The supersecret NSA program at the heart of the current controversy saved the Brooklyn Bridge (foreground) in NewYork City from disaster. Too bad it wasn't implemented in time to save the World Trade Center towers in the background.
In 1994 the Clinton Adminstration, led by Deputy Attorney General "Build the Wall"Gorelick insisted that President Clinton had the power to order searches without a warrant. Where was the outrage? Where were the frontpage screaming headlines "Clinton Abusing Powers?" Where was the question at a news conference regarding: "unchecked power of the executive in American society?"
Byron York on Bill Clinton & No-Warrant Searches on National Review Online: In a little-remembered debate from 1994, the Clinton administration argued that the president has 'inherent authority' to order physical searches, including break-ins at the homes of U.S. citizens, for foreign intelligence purposes without any warrant or permission from any outside body.
"The Department of Justice believes, and the case law supports, that the president has inherent authority to conduct warrantless physical searches for foreign intelligence purposes," Deputy Attorney General Jamie Gorelick testified before the Senate Intelligence Committee on July 14, 1994, "and that the President may, as has been done, delegate this authority to the Attorney General."
"It is important to understand," Gorelick continued, "that the rules and methodology for criminal searches are inconsistent with the collection of foreign intelligence and would unduly frustrate the president in carrying out his foreign intelligence responsibilities."
In her testimony, Gorelick made clear that the president believed he had the power to order warrantless searches for the purpose of gathering intelligence, even if there was no reason to believe that the search might uncover evidence of a crime. "Intelligence is often long range, its exact targets are more difficult to identify, and its focus is less precise," Gorelick said. "Information gathering for policy making and prevention, rather than prosecution, are its primary focus."

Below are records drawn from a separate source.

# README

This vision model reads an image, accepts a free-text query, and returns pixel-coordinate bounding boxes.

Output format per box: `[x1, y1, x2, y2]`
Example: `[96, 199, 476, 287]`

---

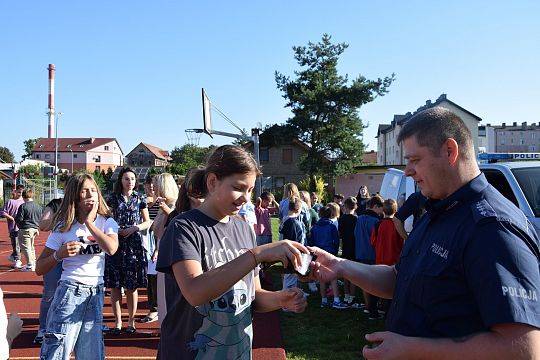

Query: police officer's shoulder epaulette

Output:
[471, 199, 497, 223]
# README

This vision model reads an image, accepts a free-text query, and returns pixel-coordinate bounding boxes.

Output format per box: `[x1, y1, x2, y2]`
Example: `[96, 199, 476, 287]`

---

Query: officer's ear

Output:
[442, 138, 459, 166]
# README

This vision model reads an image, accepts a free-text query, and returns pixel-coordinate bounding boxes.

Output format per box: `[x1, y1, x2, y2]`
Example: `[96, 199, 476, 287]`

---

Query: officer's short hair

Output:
[366, 195, 384, 209]
[383, 199, 397, 216]
[397, 106, 474, 159]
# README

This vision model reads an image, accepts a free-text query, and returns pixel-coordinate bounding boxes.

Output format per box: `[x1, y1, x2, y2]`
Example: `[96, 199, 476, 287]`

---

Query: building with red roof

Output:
[32, 137, 124, 173]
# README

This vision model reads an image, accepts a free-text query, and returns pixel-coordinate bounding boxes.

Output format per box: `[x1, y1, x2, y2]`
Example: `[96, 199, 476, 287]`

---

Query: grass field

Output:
[272, 219, 384, 360]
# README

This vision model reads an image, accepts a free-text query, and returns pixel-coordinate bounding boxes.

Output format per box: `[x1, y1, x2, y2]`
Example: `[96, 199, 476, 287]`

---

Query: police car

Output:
[379, 153, 540, 232]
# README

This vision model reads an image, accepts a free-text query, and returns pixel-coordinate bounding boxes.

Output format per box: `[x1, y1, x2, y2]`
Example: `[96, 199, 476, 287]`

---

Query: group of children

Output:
[249, 183, 404, 319]
[0, 145, 403, 359]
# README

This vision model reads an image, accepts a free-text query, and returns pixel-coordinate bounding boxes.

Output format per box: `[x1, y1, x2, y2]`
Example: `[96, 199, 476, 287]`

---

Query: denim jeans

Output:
[40, 280, 105, 360]
[39, 262, 62, 333]
[9, 230, 21, 260]
[256, 235, 272, 246]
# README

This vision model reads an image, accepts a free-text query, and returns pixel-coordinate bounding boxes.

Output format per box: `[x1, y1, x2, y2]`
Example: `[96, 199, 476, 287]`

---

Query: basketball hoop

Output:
[185, 129, 204, 146]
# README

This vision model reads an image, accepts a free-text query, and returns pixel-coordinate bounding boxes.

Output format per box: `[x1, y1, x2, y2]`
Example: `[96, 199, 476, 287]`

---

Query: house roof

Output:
[377, 94, 482, 137]
[32, 138, 124, 153]
[128, 142, 172, 161]
[243, 138, 331, 162]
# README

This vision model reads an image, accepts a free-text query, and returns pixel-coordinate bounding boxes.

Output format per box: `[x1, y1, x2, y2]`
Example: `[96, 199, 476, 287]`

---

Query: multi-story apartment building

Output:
[377, 94, 482, 165]
[486, 122, 540, 153]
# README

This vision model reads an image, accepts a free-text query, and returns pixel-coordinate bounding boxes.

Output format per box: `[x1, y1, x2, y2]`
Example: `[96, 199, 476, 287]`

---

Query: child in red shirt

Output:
[371, 199, 403, 266]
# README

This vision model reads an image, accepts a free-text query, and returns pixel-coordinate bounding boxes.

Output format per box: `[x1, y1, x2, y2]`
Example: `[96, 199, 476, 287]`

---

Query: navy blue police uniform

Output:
[386, 174, 540, 338]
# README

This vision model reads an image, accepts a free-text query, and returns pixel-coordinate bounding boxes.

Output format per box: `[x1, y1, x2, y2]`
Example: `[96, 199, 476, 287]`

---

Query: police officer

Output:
[392, 191, 427, 240]
[312, 107, 540, 360]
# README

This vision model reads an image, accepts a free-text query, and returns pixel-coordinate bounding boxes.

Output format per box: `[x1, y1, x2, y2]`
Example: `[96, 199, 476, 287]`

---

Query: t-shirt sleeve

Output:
[103, 217, 118, 235]
[156, 218, 202, 273]
[45, 231, 63, 251]
[394, 193, 420, 222]
[139, 197, 148, 210]
[464, 221, 540, 327]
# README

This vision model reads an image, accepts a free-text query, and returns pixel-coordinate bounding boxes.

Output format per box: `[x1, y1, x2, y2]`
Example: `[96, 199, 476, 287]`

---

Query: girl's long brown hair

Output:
[190, 145, 262, 197]
[52, 173, 111, 232]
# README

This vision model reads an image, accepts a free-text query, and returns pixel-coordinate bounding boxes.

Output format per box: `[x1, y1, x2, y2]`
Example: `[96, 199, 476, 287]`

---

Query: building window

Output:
[281, 149, 292, 164]
[259, 149, 270, 162]
[274, 177, 285, 188]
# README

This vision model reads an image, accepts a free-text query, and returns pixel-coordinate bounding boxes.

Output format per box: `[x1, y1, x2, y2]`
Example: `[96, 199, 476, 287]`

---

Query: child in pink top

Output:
[255, 191, 279, 245]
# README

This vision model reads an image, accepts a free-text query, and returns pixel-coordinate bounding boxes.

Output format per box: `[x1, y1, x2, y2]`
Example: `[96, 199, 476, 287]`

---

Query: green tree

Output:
[167, 144, 214, 175]
[275, 34, 395, 191]
[22, 139, 39, 159]
[0, 146, 15, 162]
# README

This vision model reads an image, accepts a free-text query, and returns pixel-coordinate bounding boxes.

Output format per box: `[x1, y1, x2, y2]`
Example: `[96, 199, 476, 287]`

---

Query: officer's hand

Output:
[279, 287, 307, 313]
[362, 331, 414, 360]
[301, 246, 341, 282]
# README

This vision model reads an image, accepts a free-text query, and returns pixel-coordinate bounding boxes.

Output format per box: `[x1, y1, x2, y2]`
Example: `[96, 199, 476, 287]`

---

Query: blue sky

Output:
[0, 0, 540, 158]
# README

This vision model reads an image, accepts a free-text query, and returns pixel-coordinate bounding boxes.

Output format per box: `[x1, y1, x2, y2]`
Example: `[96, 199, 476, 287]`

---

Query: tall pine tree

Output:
[275, 34, 394, 187]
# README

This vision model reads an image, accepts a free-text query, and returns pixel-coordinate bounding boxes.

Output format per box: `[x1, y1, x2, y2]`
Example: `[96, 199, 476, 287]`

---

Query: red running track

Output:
[0, 220, 286, 360]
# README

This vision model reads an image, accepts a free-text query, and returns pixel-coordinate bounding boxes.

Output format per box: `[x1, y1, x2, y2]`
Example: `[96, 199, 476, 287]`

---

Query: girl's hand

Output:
[253, 240, 309, 269]
[84, 201, 99, 224]
[302, 247, 342, 283]
[118, 226, 139, 237]
[279, 288, 307, 313]
[56, 241, 82, 259]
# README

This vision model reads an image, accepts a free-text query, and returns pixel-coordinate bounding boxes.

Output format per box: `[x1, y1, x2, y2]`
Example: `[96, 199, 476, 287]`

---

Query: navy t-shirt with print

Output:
[157, 209, 258, 359]
[386, 174, 540, 338]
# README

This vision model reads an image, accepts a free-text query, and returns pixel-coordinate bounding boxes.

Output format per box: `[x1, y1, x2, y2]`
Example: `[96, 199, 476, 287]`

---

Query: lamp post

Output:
[54, 112, 64, 199]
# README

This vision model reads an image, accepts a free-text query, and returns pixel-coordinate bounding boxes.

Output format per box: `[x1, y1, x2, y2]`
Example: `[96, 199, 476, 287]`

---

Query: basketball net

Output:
[185, 129, 202, 146]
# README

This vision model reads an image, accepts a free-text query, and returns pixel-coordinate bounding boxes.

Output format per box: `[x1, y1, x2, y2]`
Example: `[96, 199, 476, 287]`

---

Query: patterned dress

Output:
[105, 191, 147, 290]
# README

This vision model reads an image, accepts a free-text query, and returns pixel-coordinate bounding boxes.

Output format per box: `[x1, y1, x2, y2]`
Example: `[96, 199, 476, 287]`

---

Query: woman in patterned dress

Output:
[105, 167, 152, 335]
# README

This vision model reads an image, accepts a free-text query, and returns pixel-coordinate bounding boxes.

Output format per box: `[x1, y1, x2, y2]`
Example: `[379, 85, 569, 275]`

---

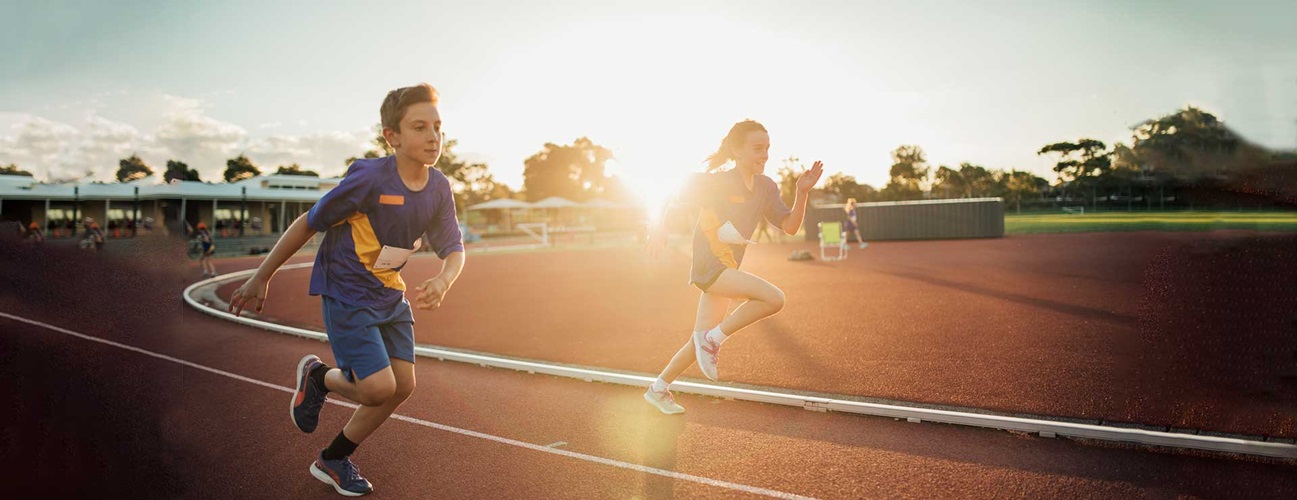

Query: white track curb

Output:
[184, 263, 1297, 459]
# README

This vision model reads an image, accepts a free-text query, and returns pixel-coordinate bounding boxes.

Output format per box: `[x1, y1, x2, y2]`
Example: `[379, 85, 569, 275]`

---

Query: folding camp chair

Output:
[820, 223, 850, 260]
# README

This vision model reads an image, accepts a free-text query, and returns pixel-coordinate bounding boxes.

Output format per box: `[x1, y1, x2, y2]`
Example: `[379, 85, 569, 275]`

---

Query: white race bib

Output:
[716, 220, 756, 245]
[374, 238, 423, 269]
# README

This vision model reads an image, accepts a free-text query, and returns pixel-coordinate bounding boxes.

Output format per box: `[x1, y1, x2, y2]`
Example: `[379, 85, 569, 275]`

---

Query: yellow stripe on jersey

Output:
[346, 212, 405, 291]
[698, 209, 738, 269]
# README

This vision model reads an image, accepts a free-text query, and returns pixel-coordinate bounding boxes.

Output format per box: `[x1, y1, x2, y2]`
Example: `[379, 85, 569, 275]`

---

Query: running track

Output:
[0, 240, 1297, 497]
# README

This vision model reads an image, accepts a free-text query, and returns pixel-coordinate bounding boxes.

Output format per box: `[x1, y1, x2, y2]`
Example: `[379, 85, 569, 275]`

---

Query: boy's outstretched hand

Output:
[230, 276, 270, 316]
[798, 161, 824, 194]
[415, 277, 450, 311]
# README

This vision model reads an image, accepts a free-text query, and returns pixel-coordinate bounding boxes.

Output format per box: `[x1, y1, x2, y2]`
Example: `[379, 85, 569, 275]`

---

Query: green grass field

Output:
[1004, 211, 1297, 234]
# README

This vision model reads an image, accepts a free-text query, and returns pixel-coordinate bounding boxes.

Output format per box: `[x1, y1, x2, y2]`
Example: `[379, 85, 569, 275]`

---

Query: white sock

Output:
[703, 325, 729, 346]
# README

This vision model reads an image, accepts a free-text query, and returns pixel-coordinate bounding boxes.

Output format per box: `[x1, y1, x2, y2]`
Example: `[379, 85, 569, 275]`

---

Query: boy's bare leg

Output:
[326, 358, 415, 444]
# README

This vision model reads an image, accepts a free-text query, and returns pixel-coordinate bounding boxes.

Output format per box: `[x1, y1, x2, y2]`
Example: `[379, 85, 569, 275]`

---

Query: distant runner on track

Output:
[645, 120, 824, 415]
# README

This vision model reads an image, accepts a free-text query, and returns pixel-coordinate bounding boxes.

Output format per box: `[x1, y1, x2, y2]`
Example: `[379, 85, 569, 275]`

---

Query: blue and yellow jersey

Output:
[306, 157, 464, 308]
[680, 168, 792, 284]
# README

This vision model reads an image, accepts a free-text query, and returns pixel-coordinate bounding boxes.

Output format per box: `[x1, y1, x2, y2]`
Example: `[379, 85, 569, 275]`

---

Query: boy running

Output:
[230, 83, 464, 496]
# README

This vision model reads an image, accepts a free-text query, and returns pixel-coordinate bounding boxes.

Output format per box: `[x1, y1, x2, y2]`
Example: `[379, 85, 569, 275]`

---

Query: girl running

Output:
[842, 198, 869, 249]
[645, 120, 824, 415]
[193, 222, 217, 277]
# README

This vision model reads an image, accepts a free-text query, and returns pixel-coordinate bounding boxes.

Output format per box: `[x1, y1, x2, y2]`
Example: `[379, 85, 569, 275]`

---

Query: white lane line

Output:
[0, 312, 809, 499]
[184, 269, 1297, 459]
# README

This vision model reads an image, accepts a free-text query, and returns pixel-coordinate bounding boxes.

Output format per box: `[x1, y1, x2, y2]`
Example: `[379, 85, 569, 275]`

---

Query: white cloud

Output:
[0, 96, 371, 180]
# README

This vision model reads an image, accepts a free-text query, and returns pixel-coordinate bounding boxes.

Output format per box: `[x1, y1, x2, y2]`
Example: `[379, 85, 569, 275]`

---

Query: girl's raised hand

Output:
[798, 161, 824, 194]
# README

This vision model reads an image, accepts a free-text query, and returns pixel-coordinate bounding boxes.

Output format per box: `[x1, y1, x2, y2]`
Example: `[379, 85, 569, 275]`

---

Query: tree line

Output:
[0, 106, 1297, 210]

The debate over warrantless searches came up after the case of CIA spy Aldrich Ames. Authorities had searched Ames's house without a warrant, and the Justice Department feared that Ames's lawyers would challenge the search in court. Meanwhile, Congress began discussing a measure under which the authorization for break-ins would be handled like the authorization for wiretaps, that is, by the FISA court. In her testimony, Gorelick signaled that the administration would go along a congressional decision to place such searches under the court — if, as she testified, it "does not restrict the president's ability to collect foreign intelligence necessary for the national security." In the end, Congress placed the searches under the FISA court, but the Clinton administration did not back down from its contention that the president had the authority to act when necessary.
Selective left wing outrage is ASTOUNDING! And the above is at least focused on national security. But what about the spying on senior leaders of the Catholic Church, including Cardinal O'Connor? Are we to assume that spying by a DEMOCRAT administration on U.S. citizens including: Roman Catholic Cardinal John O'Connor of New York, the Rev. Jerry Falwell, Feminists for Life, the National Rifle Association and the U.S. Bishops' Conference of the Roman Catholic Church is somehow justified and spying on terrorists out to kill thousands of our citizens is not?
Does a Cardinal in the Catholic Church represent a greater threat to our society, or have fewer rights to civil liberties than a terrorist?
Bush NSA Program Nabs Brooklyn Bridge Bomber
Let's look at one of the terrorists apprehended under this supersecret NSA program: Iyman Farris, a central Ohio truck driver, plead guilty in 2003 of plotting to blow up the Brooklyn Bridge in New York City.
Had we not "connected the dots" and apprehended Farris it's quite possible that another great and historic symbol of New York City would be gone, along with countless numbers of innocent civilians, all of whose civil liberties would be terminated with their death. Would the survivors be comforted knowing that we had bent over backwards to respect the civil rights of those who commit such an atrocity?
Perhaps we should commission a poll of New Yorkers, currently using the Brooklyn Bridge to walk to work during the transit strike in that city. Do they approve of using every means available to protect that structure, their lives and their ability to get to work?